Sixth, immunohistochemistry experiment control
In order to confirm whether the antibody and the test kit are reliable and the staining operation is correct, it is generally necessary to carry out an experimental control to avoid false negatives and false positives due to reagent failure or misoperation, and to ensure the reliability of the staining result.
1. Positive control : stained with tissue sections with more than moderate positive staining, positive sections should be positive, and the internal control in tissues is also a good positive control.
2. Negative control : stained with tissue sections that are known to be negative for staining, the results should be negative. Vimentin staining was added as a control in each experiment to observe the sensitivity of the expected antigen expression of the tissue after formalin fixation, and the extent of antigen damage after formalin fixation was analyzed. Vimentin is expressed in almost any tissue, especially for immunohistochemical staining in biopsy tissues. There is a large number of vascular Vimentin positively expressed in the interstitial connected with the epithelial tissue. If Vimentin staining is weak or part of the region is weakened in the interstitial of the same section, it indicates that improper fixation leads to antigen destruction. Therefore, Vimentin staining should be routinely added in each batch to guide the observation of antigen expression sensitivity after formalin fixation.
Seven, antibody preservation and dilution
In general, antibodies should be stored in a refrigerator at 4 ° C, the first antibody can be stored in small packages at -20 ° C, stored at 4 ° C when used, should not be stored repeatedly between 4 ° C and -20 ° C, repeated freezing and thawing Will cause antibody titers to fall. The detection system is generally not suitable for storage at -20 ° C, because repeated freeze-thaw cycles allow the enzyme bound to the antibody to be easily decomposed, resulting in reduced sensitivity of the assay. Concentrated antibodies should be diluted prior to staining according to the instructions or at the optimum working concentration. The antibody can be diluted to 1:10 and diluted to a working solution before staining. The concentrated antibody is stored for a longer period of time. On the contrary, the diluted antibody has a shorter shelf life. If a ready-to-use antibody is used, after a certain period of time, it should be noted that the titer is reduced to avoid false negative staining.

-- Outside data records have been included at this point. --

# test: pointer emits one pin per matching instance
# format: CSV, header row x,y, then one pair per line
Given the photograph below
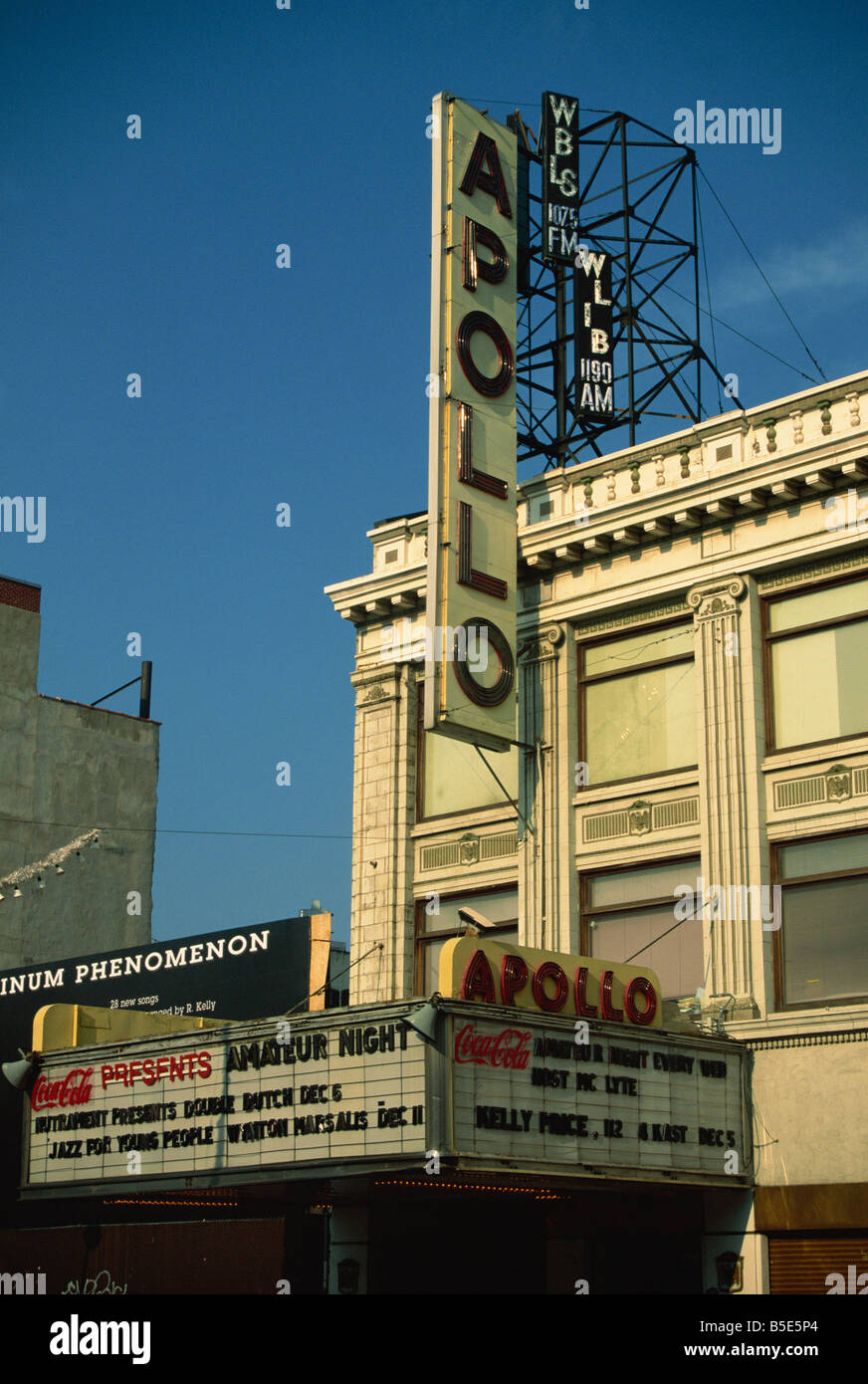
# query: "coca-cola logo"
x,y
509,1047
73,1089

Nestin and PDGFR can be used as diagnostic indicators for gastrointestinal stromal tumors, especially for the diagnosis of CD117-negative gastrointestinal stromal tumors. It has been reported in foreign countries. These two antibodies can be used for routinely fixed paraffin sections. It has been proved that Nestin is repaired with PH8.0 EDTA high pressure, and PDGFR has better microwave repair with PH6.0 citric acid.